As for Caelus Energy Alaska’s discovery in shallow waters at Smith Bay, the state still has a lot left to learn, Decker said. The company estimated last fall its discovery could produce up to 200,000 barrels daily.

But Decker said the project is remote and would need a pipeline more than 100 miles long, adding expense. The rate at which the oil might flow from wells hasn’t been tested yet. And the company has said the reservoir quality looks challenging for production, although hydraulic-fracture stimulation, also known as fracking, could help, said Decker.

Caelus hoped to conduct further exploration drilling in 2018. Multiple wells will be required to prove up the field, Decker said.

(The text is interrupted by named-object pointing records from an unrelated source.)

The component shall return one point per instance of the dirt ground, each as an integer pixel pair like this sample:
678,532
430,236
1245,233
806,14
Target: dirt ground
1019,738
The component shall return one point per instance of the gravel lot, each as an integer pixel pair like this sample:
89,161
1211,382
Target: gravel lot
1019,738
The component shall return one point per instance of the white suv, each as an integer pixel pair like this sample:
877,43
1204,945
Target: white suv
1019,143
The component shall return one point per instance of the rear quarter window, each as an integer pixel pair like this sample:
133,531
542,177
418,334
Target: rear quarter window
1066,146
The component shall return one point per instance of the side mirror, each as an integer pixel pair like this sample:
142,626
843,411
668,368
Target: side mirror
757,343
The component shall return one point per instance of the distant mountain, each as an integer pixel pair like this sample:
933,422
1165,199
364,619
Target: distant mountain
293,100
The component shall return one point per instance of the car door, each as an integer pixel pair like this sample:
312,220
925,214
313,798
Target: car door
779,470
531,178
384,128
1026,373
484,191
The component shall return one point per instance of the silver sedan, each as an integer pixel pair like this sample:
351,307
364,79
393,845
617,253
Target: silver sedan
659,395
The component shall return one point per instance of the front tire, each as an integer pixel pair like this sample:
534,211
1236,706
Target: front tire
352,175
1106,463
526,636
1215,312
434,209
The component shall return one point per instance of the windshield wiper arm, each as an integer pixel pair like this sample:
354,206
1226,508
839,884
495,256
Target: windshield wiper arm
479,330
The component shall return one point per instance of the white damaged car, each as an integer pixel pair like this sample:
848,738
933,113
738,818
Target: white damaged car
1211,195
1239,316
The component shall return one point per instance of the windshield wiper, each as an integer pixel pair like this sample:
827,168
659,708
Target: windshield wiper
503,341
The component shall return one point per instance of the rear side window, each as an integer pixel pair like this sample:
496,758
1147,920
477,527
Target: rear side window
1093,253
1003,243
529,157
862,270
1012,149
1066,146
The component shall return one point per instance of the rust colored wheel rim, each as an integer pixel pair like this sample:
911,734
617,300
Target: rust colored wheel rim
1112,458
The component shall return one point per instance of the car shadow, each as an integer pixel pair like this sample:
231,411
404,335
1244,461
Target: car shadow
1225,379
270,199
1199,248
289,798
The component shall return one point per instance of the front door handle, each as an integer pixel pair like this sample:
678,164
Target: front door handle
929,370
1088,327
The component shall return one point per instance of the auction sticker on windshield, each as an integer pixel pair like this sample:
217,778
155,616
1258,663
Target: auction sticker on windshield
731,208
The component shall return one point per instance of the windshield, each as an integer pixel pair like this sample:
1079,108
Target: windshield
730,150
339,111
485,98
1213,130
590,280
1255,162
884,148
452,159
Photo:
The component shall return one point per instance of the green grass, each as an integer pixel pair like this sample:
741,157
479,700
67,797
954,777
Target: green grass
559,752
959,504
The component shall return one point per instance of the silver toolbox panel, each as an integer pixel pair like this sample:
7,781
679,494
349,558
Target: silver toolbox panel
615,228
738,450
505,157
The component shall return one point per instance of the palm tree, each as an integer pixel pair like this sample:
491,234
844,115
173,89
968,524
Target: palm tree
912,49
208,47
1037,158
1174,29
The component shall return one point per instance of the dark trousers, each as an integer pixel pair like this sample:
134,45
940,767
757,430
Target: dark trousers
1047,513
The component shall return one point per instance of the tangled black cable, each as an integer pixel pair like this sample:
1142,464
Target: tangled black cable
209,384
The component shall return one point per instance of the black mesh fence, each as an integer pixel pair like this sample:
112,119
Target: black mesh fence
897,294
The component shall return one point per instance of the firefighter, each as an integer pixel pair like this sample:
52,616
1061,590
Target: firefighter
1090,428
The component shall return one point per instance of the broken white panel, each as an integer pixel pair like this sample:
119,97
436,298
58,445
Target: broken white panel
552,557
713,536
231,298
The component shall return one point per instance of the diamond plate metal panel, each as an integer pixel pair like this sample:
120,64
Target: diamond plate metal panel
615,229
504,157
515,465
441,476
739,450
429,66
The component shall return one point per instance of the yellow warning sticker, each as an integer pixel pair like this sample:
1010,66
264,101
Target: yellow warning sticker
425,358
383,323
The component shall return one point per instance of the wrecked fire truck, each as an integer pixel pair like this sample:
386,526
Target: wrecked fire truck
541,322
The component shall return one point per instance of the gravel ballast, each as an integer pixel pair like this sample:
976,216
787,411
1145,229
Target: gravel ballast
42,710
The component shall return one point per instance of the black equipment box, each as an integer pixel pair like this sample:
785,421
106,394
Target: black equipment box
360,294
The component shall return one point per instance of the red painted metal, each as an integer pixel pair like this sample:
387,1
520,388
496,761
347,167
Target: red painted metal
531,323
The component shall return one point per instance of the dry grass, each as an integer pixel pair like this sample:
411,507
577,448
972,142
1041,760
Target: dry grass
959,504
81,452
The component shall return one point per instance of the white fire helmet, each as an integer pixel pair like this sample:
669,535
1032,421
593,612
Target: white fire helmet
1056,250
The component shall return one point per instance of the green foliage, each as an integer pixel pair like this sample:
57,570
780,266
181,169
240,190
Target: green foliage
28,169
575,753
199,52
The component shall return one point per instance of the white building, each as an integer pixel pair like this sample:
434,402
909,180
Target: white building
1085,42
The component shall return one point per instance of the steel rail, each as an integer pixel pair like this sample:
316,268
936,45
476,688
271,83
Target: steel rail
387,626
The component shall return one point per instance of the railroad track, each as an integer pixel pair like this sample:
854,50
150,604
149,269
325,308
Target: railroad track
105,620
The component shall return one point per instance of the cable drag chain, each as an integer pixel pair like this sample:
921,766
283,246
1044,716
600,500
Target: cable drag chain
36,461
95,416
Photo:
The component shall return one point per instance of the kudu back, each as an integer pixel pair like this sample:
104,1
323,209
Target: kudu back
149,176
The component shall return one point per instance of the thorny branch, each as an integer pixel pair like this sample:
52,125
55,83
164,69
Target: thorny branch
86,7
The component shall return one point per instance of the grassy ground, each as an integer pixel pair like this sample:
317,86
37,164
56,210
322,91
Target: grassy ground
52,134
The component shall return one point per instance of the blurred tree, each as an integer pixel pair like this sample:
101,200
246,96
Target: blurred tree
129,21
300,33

In January, ConocoPhillips heralded its Willow discovery in the National Petroleum Reserve-Alaska, saying the field could produce up to 100,000 barrels daily.

In addition to those and other long-term prospects, Decker also highlighted about 10 prospects with shorter timelines to production. Those projects could begin producing oil within four years, although some are currently on hold as company profits suffer during the oil-price rout.

Two projects that haven’t been postponed, with first production estimated between 2018 and 2021, are Greater Mooses Tooth 1 and 2 on federal land. The two ConocoPhillips prospects could yield between 55,000 and 60,000 barrels of crude daily.

Hilcorp Alaska’s Moose Pad project in the Milne Point unit is expected to add 10,000 barrels daily during that period.

Other projects that made Decker’s list for near-term production, but were labeled as postponed include:

  • Brooks Range Petroleum’s Mustang project, with peak production estimated between 12,000 and 15,000 barrels of oil daily.
  • Caelus’ Nuna project, with peak production estimated at 20,000 to 25,000 barrels daily.
  • ConocoPhillips’ 1H News project, with peak production estimated at 8,000 barrels.

Sen. Peter Micciche, R-Soldotna, suggested production by 2021 could be at least 105,000 additional barrels of oil, according to the list. He said even if Slope production remained flat — as oil production at some fields declined and new ones came on line — the state would benefit, he said.

Decker cautioned some projects may not be developed.

He said the state had hoped some of those would have been in production by now. He said postponed projects could still be completed in a relatively short period of time after they are restarted.

Decker said while some of the prospects are on federal land and not subject to Alaska royalties, the state will still benefit. New production will help sustain the life of the TAPS system, which includes the Valdez Marine Terminal.

“Any oil is good oil in our opinion,” he said.

But Alaska’s large discoveries have come amid increasing concern that a lack of global oil discoveries will eventually hurt oil supply.

New discoveries worldwide reached record lows in 2016, creating concerns about future energy supplies, the International Energy Agency in Paris said on Thursday.

The decline has come as producers continue to invest in shale oil in fields such as the Permian Basin in Texas. But oil companies are reducing exploration activity elsewhere, said the agency, which observes global energy trends for 29 member countries, including the U.S.

That could cause oil stocks to eventually tighten.

“The key question for the future of the oil market is for how long can a surge in U.S. shale supplies make up for the slow pace of growth elsewhere in the oil sector,” said Fatih Birol, IEA executive director.